NOTES ON ABSTRACTION

 

“Abstraction emerges as a sort of necessity, as the only viable language through which to express the unseen, the unknown, the transcendent. Not as a style, not as an intellectual adventure, though it most certainly is both things, but as a way of embodying for us that which we might not be able to know or access otherwise. Religious iconography, representation, and picturing bring us too quickly to language, to reference, to narrative, to the worlds we might already know. Abstraction asks something else of us; to be present with what we see, and what we feel, and to where it might transport us.  Art, and abstraction specifically, has the ability to push us towards other kinds of knowing, other relationships with concept and meaning making….it allows for a kind of nomadic thinking, functions as an intermediary between states of consciousness and perception, creates space for us to inhabit some of those uncomfortable territories in between…There are so many different ways that art can function, so much work for it to do in the world.

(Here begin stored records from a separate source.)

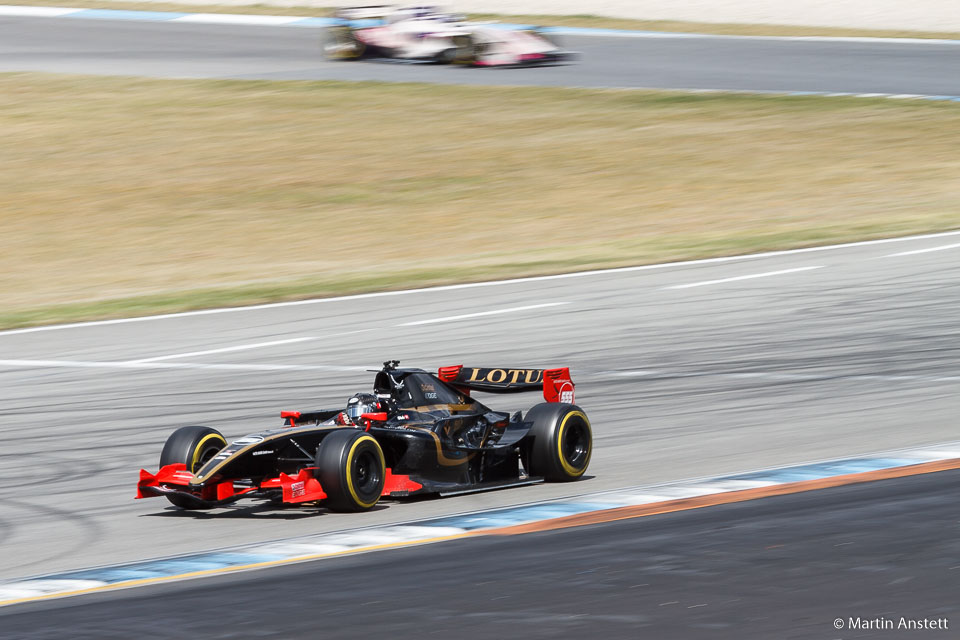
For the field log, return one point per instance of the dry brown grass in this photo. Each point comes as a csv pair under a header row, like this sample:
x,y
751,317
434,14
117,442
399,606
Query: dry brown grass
x,y
592,21
128,195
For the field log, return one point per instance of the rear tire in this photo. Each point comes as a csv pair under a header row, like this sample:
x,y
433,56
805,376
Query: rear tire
x,y
351,470
562,441
194,447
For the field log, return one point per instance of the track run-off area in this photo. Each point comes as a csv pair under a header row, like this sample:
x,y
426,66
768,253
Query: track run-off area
x,y
702,379
704,368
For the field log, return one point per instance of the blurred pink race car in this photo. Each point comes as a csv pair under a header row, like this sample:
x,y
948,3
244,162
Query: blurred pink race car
x,y
425,34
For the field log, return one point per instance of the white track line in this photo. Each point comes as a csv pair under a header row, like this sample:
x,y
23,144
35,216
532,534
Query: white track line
x,y
491,283
481,313
916,251
242,347
749,277
86,364
780,377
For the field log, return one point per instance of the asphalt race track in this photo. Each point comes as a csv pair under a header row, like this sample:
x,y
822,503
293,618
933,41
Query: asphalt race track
x,y
129,47
783,568
686,370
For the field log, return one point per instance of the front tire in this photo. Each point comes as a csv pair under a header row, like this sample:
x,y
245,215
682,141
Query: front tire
x,y
562,441
194,447
340,43
351,470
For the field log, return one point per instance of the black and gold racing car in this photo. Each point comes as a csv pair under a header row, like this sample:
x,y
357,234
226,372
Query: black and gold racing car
x,y
416,433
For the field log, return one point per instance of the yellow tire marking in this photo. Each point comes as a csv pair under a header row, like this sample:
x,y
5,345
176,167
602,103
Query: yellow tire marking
x,y
609,515
571,471
383,465
199,448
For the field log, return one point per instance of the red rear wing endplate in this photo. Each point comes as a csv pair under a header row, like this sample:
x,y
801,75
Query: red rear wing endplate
x,y
555,383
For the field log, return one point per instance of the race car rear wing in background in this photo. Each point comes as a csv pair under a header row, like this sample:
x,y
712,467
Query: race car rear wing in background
x,y
556,383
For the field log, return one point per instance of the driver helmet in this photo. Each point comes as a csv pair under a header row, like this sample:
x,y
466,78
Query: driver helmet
x,y
360,404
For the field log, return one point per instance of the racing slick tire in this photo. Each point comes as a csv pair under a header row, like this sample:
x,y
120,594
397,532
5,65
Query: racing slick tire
x,y
562,441
351,470
192,446
340,43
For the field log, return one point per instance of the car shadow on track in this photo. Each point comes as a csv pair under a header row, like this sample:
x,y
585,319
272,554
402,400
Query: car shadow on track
x,y
252,512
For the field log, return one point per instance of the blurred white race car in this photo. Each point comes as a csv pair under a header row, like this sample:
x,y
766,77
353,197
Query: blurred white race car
x,y
425,34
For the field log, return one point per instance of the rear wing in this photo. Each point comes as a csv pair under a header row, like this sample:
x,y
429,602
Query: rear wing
x,y
555,383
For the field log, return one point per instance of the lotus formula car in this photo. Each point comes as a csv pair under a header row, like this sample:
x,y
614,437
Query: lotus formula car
x,y
424,34
416,434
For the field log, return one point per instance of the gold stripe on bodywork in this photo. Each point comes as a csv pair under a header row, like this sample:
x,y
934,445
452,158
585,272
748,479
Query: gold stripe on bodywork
x,y
441,458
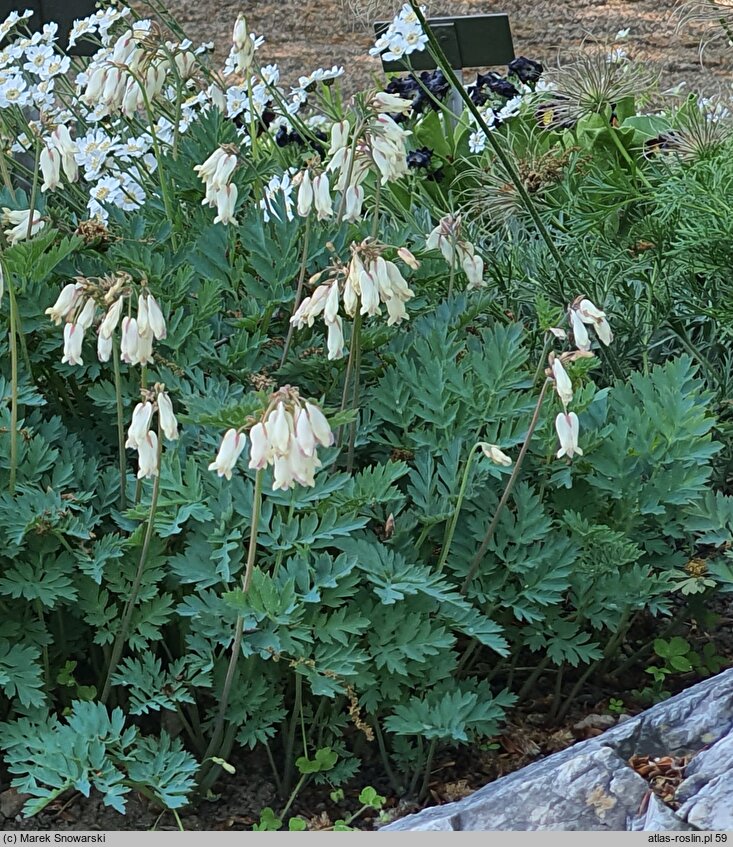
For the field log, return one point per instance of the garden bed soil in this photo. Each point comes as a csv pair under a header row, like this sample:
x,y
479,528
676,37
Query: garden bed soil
x,y
456,772
302,35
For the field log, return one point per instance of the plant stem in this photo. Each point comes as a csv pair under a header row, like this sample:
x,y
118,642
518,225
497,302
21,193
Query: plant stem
x,y
457,511
13,383
507,491
290,743
213,747
299,291
495,144
120,424
135,589
428,769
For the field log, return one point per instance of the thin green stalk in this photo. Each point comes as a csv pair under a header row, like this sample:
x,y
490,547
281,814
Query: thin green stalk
x,y
121,638
494,143
507,491
428,769
290,742
396,783
213,747
299,290
13,383
120,424
457,511
6,173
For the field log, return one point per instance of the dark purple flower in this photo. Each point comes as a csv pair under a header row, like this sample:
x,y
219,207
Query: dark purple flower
x,y
527,70
419,158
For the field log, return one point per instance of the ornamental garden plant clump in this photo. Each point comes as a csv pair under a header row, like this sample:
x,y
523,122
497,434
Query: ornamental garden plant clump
x,y
338,434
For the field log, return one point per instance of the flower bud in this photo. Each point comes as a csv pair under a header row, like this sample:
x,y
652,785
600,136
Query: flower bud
x,y
497,456
231,446
168,422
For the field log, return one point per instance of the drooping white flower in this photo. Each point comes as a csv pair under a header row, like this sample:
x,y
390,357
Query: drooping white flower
x,y
50,162
563,385
156,319
593,316
104,347
129,341
580,333
496,454
473,267
73,339
147,452
65,303
260,450
167,418
86,317
305,195
140,424
320,426
229,451
566,426
19,220
111,319
335,338
226,200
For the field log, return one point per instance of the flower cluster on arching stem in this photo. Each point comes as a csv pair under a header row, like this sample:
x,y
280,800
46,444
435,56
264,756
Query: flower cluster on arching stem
x,y
286,436
366,283
581,313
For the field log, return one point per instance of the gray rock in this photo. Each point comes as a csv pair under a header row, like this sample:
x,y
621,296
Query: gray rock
x,y
658,818
707,791
590,786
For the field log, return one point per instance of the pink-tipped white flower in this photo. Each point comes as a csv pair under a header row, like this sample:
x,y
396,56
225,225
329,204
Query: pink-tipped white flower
x,y
167,418
408,258
590,314
19,221
322,197
580,333
335,338
144,354
473,267
353,203
156,319
229,451
320,426
104,347
566,426
50,162
226,200
563,385
142,314
111,319
140,424
85,318
147,453
495,454
73,339
65,303
260,450
129,341
280,427
305,195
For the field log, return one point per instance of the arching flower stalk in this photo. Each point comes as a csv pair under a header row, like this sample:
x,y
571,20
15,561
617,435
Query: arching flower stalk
x,y
82,302
368,281
448,238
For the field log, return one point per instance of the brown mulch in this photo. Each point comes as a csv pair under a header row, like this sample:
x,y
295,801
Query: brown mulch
x,y
302,35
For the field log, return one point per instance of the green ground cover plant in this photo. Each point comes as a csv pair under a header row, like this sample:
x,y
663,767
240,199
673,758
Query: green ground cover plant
x,y
313,410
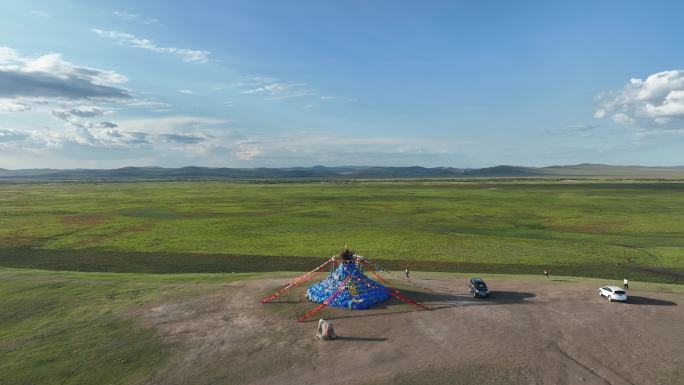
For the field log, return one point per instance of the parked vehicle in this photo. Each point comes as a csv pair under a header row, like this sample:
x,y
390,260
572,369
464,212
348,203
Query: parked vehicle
x,y
478,288
613,293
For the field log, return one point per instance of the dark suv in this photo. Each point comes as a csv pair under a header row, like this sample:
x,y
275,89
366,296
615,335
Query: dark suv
x,y
478,288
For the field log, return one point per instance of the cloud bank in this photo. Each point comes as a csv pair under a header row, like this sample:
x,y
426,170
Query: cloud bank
x,y
656,101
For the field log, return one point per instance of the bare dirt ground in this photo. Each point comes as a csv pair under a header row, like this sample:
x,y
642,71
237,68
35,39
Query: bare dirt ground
x,y
528,333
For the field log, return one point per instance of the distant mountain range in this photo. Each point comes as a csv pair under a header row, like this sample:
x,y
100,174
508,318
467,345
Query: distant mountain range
x,y
345,172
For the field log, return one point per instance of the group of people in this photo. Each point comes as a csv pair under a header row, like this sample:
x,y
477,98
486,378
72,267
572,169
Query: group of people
x,y
546,274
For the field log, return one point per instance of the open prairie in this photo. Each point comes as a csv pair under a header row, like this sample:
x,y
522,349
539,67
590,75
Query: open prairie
x,y
86,294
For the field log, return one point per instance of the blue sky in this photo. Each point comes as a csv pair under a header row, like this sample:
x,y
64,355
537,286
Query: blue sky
x,y
301,83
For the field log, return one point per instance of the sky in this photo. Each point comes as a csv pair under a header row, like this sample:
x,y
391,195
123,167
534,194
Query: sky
x,y
253,83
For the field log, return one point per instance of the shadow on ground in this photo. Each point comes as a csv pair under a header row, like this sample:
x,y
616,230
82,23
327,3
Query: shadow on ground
x,y
637,300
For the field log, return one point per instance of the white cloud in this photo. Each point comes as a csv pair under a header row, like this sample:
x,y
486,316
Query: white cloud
x,y
13,105
146,103
655,101
126,16
129,40
573,129
50,76
278,91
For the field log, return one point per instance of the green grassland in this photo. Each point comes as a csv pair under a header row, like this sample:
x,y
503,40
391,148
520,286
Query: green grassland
x,y
72,328
583,228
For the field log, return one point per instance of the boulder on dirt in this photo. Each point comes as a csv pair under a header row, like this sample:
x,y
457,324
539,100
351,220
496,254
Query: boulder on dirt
x,y
325,330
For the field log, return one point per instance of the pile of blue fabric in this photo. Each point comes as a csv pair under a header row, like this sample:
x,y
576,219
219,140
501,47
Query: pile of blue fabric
x,y
360,292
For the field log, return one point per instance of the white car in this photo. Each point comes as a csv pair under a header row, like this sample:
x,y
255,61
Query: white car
x,y
613,293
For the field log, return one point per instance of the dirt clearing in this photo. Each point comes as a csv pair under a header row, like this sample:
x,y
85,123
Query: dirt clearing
x,y
527,333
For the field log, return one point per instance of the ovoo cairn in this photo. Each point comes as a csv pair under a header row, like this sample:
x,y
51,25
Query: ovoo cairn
x,y
346,285
354,289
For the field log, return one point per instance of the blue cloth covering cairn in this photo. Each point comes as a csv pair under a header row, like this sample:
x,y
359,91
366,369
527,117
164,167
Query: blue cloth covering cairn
x,y
360,292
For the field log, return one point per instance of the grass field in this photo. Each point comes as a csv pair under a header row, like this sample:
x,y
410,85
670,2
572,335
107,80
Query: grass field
x,y
72,328
583,228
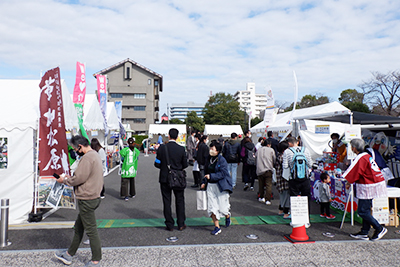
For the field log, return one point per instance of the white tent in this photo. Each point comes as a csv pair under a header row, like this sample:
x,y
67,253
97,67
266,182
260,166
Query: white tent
x,y
224,130
20,100
284,123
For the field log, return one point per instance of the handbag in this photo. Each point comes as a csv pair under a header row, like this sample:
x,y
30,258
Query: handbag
x,y
201,200
176,179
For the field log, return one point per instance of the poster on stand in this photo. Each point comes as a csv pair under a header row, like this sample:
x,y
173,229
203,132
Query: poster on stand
x,y
46,185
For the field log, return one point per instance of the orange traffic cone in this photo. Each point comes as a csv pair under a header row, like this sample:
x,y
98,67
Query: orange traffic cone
x,y
299,235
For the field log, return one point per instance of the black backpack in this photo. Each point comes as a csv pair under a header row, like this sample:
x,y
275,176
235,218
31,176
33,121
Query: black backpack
x,y
251,157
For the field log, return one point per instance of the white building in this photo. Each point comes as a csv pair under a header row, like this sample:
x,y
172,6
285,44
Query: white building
x,y
251,102
180,111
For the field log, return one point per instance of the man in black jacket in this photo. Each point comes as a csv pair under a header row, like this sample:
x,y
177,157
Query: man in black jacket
x,y
178,161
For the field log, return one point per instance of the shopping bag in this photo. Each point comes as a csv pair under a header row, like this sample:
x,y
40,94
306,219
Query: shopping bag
x,y
201,200
274,175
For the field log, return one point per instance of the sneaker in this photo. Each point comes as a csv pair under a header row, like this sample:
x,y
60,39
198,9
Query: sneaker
x,y
216,231
90,263
227,221
360,236
378,235
330,217
64,257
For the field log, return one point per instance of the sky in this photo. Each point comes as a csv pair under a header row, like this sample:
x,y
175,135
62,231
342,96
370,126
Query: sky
x,y
207,46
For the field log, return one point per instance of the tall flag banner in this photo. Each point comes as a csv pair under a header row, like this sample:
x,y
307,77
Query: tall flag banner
x,y
79,95
296,93
53,145
102,97
118,108
80,84
269,115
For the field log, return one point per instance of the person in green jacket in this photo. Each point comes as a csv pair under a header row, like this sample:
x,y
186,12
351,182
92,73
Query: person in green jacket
x,y
130,157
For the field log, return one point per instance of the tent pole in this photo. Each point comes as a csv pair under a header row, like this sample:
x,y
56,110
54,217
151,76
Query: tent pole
x,y
36,169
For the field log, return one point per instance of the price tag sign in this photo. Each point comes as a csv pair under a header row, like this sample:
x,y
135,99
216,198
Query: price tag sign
x,y
299,210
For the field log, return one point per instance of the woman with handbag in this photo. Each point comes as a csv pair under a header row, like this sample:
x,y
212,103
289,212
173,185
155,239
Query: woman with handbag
x,y
219,185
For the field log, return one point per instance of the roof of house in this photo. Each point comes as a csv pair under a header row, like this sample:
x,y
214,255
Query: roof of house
x,y
117,65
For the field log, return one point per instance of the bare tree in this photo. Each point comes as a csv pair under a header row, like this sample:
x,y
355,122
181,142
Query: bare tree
x,y
383,93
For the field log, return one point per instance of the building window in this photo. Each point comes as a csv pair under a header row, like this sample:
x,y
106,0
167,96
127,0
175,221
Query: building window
x,y
116,95
139,96
139,120
139,108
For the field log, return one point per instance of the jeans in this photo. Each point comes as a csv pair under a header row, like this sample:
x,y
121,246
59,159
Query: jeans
x,y
86,221
249,174
232,169
364,210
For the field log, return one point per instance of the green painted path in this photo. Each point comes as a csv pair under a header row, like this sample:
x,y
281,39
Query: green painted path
x,y
205,221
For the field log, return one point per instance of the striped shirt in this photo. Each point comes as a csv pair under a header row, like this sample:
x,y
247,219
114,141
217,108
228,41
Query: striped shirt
x,y
367,176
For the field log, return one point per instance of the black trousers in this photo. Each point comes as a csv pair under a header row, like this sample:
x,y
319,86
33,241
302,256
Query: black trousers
x,y
166,193
325,208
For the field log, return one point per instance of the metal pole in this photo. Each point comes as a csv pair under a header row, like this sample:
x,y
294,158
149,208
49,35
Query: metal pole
x,y
5,203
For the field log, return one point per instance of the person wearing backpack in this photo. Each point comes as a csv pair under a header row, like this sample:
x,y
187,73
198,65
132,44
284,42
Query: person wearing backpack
x,y
298,160
231,152
248,154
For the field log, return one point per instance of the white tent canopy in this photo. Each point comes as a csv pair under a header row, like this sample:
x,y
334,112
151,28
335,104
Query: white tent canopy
x,y
20,101
224,130
164,128
284,123
92,116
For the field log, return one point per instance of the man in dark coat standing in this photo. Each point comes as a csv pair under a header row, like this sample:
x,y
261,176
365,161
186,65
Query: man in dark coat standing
x,y
178,161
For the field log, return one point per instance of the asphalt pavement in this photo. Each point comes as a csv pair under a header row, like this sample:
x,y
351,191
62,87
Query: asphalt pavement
x,y
33,244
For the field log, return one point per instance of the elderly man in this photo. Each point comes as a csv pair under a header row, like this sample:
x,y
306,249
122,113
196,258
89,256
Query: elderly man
x,y
88,183
370,184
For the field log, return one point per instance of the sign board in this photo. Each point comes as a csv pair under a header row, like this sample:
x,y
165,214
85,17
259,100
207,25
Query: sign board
x,y
299,210
322,129
380,209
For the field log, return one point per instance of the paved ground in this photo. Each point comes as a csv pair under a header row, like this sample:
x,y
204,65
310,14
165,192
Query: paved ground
x,y
34,244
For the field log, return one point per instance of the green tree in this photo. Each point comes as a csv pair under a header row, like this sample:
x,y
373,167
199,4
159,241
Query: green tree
x,y
223,109
194,121
353,100
383,92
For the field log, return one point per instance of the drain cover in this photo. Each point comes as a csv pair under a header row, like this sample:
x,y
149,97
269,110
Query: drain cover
x,y
172,239
327,234
252,236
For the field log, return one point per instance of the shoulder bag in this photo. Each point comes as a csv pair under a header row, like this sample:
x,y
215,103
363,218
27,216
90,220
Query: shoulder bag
x,y
175,179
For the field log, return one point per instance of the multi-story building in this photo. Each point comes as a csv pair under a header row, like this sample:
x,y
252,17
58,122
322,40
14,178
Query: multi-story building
x,y
251,102
180,111
139,90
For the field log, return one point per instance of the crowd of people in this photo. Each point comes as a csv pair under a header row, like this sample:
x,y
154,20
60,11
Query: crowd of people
x,y
285,164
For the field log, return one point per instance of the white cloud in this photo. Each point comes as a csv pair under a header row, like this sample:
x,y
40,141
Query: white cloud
x,y
203,46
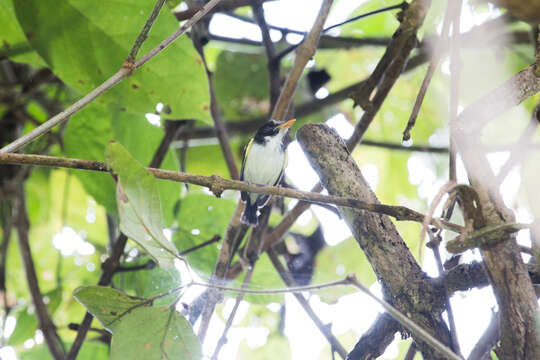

I’m interested in how art can open up alternative visual experiences that align with internal spaces, altered states of consciousness, euphoria, complexity, and the unpresentable. Abstraction, especially, is an expert intermediary, translating the nonverbal and not quite visible realities into perceivable, material form. Artworks can function as runners between realms, physical and philosophical both.  There’s work to do here for paintings, for images.”